Technically sound, innovative, well managed, alternative energy businesses face the basic challenge of getting loans; good ideas and potential products are languishing even though the U.S. Government has already, repeatedly flooded (world) markets with tens of trillions of dollars, via troubled asset relief, quantitative easing, temporary liquidity guarantees, and other financial schemes, that seemingly evaporate. How can that be? Where’s the trickle down?

Wall Street financial institutions are among those that soaked up the dollar flood, using it to put lipstick on their abhorrent balance sheets and pay out exorbitant bonuses, as lending locked up for main street America, good and bad borrowers alike. We have witnessed and continue to experience the offerings of corruption and corporatism. Moreover, it remains extremely difficult for individuals and smaller companies to attempt to self finance when interest rates are effectively zero, punishing savers, and serious gains on capital can’t even be made.

Washington could, in five steps, set the conditions for alternative energy to experience genuine, steady, impressive growth:

  1. Bring the troops home; stop the foreign conquests and resource wars; invest tax dollars in domestic, not colonial infrastructure.

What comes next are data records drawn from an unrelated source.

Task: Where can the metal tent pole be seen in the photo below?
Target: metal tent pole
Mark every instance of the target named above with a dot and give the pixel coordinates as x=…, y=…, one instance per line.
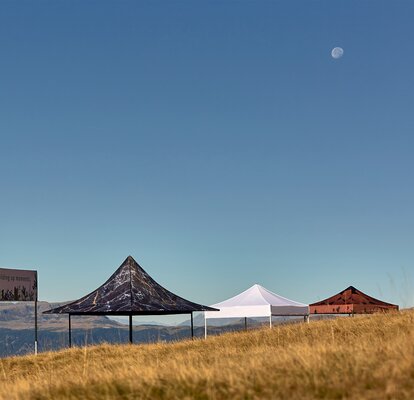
x=36, y=327
x=130, y=328
x=70, y=332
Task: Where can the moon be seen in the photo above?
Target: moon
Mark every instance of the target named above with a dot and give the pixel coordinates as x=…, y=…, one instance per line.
x=337, y=52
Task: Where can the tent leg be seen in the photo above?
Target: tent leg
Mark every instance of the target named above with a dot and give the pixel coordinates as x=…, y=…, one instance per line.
x=36, y=327
x=70, y=331
x=130, y=329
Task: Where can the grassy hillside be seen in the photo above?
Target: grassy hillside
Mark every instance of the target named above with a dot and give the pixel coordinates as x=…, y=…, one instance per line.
x=369, y=357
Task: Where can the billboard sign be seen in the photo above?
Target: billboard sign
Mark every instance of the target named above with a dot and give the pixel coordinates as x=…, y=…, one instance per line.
x=18, y=285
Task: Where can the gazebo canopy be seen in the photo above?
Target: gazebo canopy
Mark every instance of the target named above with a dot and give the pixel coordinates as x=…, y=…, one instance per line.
x=257, y=301
x=130, y=291
x=350, y=301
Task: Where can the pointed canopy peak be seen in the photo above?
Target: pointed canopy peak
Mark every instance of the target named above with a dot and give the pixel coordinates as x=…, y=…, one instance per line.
x=130, y=290
x=256, y=295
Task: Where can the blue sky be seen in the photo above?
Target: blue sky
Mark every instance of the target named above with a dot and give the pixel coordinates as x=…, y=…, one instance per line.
x=216, y=142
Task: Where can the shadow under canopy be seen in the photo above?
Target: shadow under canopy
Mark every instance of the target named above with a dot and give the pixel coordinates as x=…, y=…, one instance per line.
x=130, y=291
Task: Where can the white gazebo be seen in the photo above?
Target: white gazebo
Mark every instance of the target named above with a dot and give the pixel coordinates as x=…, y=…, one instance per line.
x=256, y=302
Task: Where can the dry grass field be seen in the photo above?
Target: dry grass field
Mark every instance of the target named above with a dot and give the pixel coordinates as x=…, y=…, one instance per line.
x=368, y=357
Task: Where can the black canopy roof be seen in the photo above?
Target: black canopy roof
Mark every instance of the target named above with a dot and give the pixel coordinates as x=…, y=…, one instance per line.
x=130, y=291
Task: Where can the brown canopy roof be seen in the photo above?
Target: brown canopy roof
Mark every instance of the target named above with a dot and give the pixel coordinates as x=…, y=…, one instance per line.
x=130, y=291
x=350, y=301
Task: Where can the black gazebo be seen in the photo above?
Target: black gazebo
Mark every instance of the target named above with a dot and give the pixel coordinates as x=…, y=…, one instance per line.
x=130, y=291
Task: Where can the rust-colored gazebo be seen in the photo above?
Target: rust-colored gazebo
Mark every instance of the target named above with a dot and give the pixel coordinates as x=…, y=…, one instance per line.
x=351, y=301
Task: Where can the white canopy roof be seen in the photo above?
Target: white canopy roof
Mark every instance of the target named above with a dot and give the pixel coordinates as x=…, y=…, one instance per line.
x=257, y=302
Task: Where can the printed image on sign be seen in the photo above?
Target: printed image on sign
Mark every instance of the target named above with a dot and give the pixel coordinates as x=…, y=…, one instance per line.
x=18, y=285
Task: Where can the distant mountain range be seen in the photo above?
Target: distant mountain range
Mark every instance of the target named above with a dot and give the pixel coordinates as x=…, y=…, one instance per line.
x=17, y=329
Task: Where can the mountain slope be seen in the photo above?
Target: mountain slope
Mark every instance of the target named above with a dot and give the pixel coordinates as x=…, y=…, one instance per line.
x=367, y=357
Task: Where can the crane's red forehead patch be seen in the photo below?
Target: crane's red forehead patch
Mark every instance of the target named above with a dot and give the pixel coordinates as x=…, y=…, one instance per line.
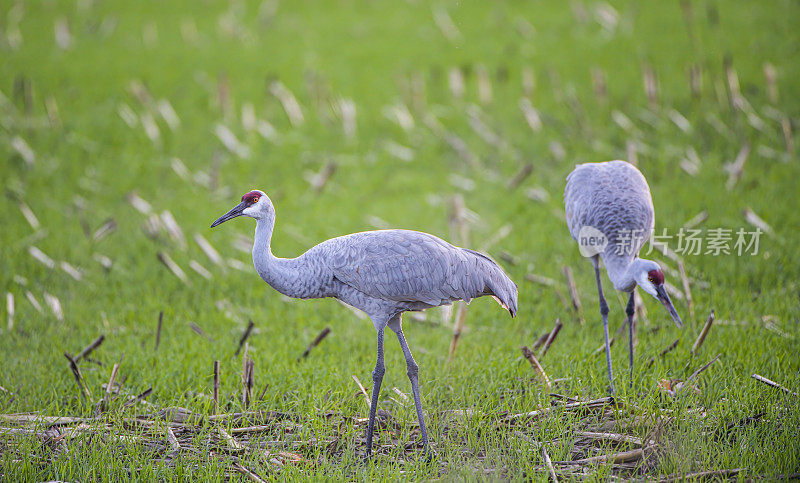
x=251, y=196
x=656, y=276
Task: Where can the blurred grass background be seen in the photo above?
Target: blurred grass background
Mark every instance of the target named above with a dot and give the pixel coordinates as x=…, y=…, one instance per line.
x=413, y=103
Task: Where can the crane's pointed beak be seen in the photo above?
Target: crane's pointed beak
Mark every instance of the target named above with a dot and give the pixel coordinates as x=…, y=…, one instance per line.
x=664, y=298
x=235, y=211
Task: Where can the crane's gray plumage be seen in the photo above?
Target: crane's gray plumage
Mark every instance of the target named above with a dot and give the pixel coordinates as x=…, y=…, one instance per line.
x=383, y=273
x=614, y=198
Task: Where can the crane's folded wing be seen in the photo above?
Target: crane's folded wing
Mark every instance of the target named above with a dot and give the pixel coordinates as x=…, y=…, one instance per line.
x=407, y=266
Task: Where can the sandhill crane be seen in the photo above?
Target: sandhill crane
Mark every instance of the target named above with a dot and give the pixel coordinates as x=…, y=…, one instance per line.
x=383, y=273
x=610, y=214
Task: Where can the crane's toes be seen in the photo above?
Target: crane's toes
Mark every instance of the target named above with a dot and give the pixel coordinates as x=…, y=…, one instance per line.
x=429, y=456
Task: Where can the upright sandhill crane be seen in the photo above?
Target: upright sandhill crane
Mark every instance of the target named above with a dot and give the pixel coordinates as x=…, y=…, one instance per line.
x=610, y=214
x=383, y=273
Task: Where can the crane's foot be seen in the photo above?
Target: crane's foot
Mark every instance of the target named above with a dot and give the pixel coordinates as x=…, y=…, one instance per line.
x=428, y=455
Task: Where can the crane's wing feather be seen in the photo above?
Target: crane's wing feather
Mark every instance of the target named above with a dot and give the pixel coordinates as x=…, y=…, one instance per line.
x=612, y=197
x=409, y=266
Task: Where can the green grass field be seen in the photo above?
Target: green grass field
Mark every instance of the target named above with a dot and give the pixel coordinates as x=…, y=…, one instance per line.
x=183, y=104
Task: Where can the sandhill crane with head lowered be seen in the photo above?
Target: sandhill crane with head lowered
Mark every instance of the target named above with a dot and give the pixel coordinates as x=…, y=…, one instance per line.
x=383, y=273
x=610, y=214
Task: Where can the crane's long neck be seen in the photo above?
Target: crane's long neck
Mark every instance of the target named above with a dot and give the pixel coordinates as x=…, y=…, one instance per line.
x=620, y=271
x=280, y=273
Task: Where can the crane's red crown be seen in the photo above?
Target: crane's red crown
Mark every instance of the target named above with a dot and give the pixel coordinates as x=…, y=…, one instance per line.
x=251, y=197
x=656, y=277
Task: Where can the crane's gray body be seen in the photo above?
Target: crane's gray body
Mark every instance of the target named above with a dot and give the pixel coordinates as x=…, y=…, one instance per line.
x=384, y=272
x=614, y=198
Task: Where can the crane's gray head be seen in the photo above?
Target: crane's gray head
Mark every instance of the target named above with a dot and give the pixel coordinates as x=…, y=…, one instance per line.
x=649, y=276
x=255, y=204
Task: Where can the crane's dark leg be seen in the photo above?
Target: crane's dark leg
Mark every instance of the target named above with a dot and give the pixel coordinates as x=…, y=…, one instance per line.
x=413, y=376
x=630, y=310
x=604, y=313
x=377, y=379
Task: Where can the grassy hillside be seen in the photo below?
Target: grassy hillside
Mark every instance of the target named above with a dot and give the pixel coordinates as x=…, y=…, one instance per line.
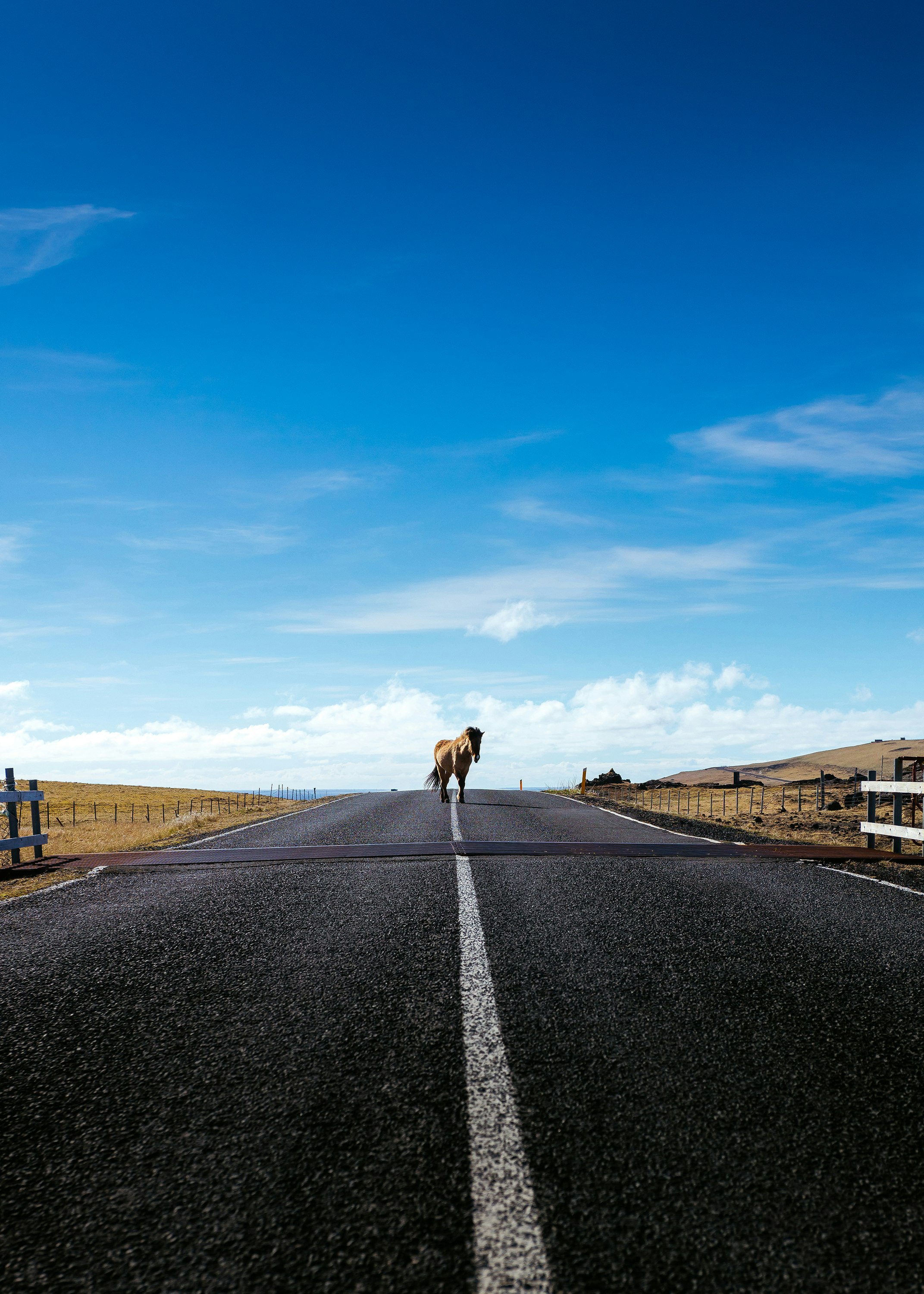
x=92, y=818
x=796, y=768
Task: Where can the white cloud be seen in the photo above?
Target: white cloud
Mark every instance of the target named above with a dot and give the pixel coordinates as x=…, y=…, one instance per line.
x=836, y=438
x=642, y=725
x=567, y=588
x=733, y=675
x=535, y=510
x=311, y=484
x=473, y=448
x=41, y=369
x=37, y=239
x=215, y=540
x=514, y=619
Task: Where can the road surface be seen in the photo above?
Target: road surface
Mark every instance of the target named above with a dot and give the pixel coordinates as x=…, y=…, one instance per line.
x=567, y=1073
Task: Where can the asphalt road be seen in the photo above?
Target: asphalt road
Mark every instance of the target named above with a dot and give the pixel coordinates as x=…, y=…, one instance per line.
x=259, y=1077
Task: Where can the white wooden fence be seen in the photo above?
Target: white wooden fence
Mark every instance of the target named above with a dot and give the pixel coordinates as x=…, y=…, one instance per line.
x=897, y=788
x=12, y=799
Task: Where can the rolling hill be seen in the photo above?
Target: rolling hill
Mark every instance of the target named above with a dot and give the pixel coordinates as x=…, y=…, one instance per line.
x=840, y=763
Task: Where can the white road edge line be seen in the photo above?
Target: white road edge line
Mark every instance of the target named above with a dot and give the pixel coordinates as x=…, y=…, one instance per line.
x=641, y=822
x=509, y=1252
x=260, y=823
x=47, y=889
x=875, y=880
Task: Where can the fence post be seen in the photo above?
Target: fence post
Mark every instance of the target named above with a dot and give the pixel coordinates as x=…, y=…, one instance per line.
x=37, y=817
x=12, y=818
x=897, y=807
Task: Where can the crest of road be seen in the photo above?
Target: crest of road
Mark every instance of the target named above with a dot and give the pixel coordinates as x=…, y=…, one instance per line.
x=521, y=1043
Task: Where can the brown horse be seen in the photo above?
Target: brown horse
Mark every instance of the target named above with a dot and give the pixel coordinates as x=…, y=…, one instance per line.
x=454, y=759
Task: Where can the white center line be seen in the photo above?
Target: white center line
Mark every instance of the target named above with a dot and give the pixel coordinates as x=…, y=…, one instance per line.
x=862, y=876
x=509, y=1250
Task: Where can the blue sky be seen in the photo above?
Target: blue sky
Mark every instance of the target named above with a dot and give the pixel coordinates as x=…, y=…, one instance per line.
x=368, y=371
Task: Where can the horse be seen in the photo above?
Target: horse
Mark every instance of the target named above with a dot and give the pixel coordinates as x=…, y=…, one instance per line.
x=454, y=759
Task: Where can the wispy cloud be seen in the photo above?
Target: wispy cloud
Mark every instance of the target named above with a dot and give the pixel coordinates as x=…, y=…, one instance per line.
x=835, y=438
x=508, y=602
x=641, y=724
x=311, y=484
x=215, y=540
x=516, y=618
x=37, y=239
x=535, y=510
x=253, y=660
x=470, y=448
x=734, y=676
x=42, y=369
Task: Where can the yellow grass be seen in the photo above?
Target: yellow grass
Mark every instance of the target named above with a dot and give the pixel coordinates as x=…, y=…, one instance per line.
x=790, y=826
x=840, y=761
x=74, y=827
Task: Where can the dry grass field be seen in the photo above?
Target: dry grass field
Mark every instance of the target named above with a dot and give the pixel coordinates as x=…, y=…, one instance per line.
x=840, y=761
x=86, y=818
x=761, y=812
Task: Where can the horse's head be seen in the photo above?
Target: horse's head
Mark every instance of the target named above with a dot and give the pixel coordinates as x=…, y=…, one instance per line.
x=476, y=742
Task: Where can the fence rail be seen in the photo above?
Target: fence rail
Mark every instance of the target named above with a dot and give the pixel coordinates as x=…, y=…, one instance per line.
x=12, y=798
x=897, y=788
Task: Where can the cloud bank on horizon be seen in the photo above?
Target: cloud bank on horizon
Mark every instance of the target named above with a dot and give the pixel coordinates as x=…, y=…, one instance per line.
x=490, y=395
x=642, y=725
x=33, y=240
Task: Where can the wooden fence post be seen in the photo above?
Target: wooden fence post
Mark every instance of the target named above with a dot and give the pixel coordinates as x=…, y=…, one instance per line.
x=897, y=807
x=37, y=817
x=12, y=818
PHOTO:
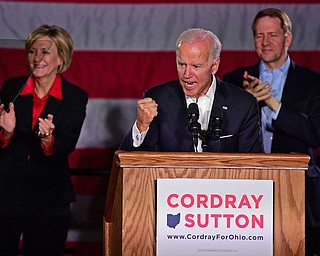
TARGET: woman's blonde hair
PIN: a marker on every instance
(60, 37)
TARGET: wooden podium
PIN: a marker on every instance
(129, 218)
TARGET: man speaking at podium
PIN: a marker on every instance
(198, 112)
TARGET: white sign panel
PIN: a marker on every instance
(214, 217)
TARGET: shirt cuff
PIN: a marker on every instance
(274, 115)
(137, 136)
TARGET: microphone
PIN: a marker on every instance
(194, 125)
(216, 122)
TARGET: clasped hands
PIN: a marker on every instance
(147, 111)
(261, 90)
(46, 126)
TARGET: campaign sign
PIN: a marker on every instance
(214, 217)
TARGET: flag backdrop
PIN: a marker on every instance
(125, 47)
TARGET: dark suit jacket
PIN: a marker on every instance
(297, 128)
(169, 130)
(25, 172)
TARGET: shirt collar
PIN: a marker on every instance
(209, 94)
(283, 68)
(55, 90)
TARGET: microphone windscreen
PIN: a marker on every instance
(193, 109)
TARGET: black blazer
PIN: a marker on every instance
(297, 128)
(169, 130)
(26, 173)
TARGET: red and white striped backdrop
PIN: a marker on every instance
(124, 47)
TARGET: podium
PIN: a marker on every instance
(129, 219)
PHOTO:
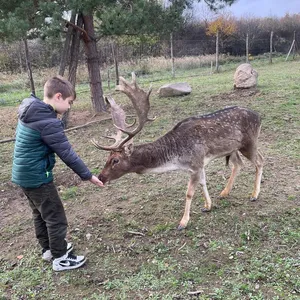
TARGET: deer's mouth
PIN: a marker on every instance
(103, 179)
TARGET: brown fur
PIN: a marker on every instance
(190, 145)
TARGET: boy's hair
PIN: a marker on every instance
(58, 84)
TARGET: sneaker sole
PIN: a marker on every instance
(60, 268)
(49, 259)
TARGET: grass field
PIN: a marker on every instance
(240, 250)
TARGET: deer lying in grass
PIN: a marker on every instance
(189, 146)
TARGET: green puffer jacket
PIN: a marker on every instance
(39, 136)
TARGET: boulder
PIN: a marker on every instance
(245, 77)
(174, 89)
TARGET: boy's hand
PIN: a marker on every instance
(96, 181)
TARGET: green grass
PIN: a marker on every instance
(241, 250)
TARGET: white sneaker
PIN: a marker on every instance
(47, 255)
(68, 262)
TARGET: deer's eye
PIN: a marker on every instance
(115, 161)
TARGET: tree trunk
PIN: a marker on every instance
(28, 64)
(74, 56)
(66, 49)
(172, 55)
(93, 64)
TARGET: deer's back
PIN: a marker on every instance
(219, 133)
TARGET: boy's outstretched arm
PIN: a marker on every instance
(53, 135)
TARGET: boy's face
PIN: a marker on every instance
(62, 105)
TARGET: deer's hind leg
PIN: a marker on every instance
(188, 200)
(237, 164)
(259, 168)
(257, 159)
(195, 178)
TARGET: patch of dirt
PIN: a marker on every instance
(236, 95)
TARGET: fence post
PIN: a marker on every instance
(217, 52)
(271, 47)
(294, 48)
(115, 57)
(172, 55)
(247, 48)
(28, 64)
(108, 78)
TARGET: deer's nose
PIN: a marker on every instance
(102, 178)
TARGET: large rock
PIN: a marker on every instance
(245, 77)
(174, 89)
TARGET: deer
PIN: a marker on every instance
(189, 146)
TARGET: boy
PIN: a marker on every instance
(39, 136)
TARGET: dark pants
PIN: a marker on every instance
(49, 217)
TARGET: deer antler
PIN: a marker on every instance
(140, 102)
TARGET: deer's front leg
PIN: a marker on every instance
(189, 195)
(207, 200)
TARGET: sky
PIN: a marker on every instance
(260, 8)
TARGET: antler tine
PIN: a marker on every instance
(119, 120)
(140, 102)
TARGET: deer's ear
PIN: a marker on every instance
(129, 149)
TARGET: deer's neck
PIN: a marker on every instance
(156, 157)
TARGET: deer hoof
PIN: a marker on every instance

  2. Tax American corporations operating offshore at the onshore rate; force repatriation of foreign profits.

  3. Withdraw from all international monetary, financial, and trade institutions; impose tariffs on foreign goods and services equalizing foreign to domestic manufacturing costs.

  4. Terminate all preferences set into legal and regulatory structures for fossil fuels; allow a true free market for sustainable, alternative energy options to fairly compete.

  5. End the Federal Reserve System, bring fractional reserve banking to an end, write off all toxic assets, jail the criminal bankers, and seize and return that which has been stolen to the American people.

These steps would set the conditions for the entire American economy to reset and recover.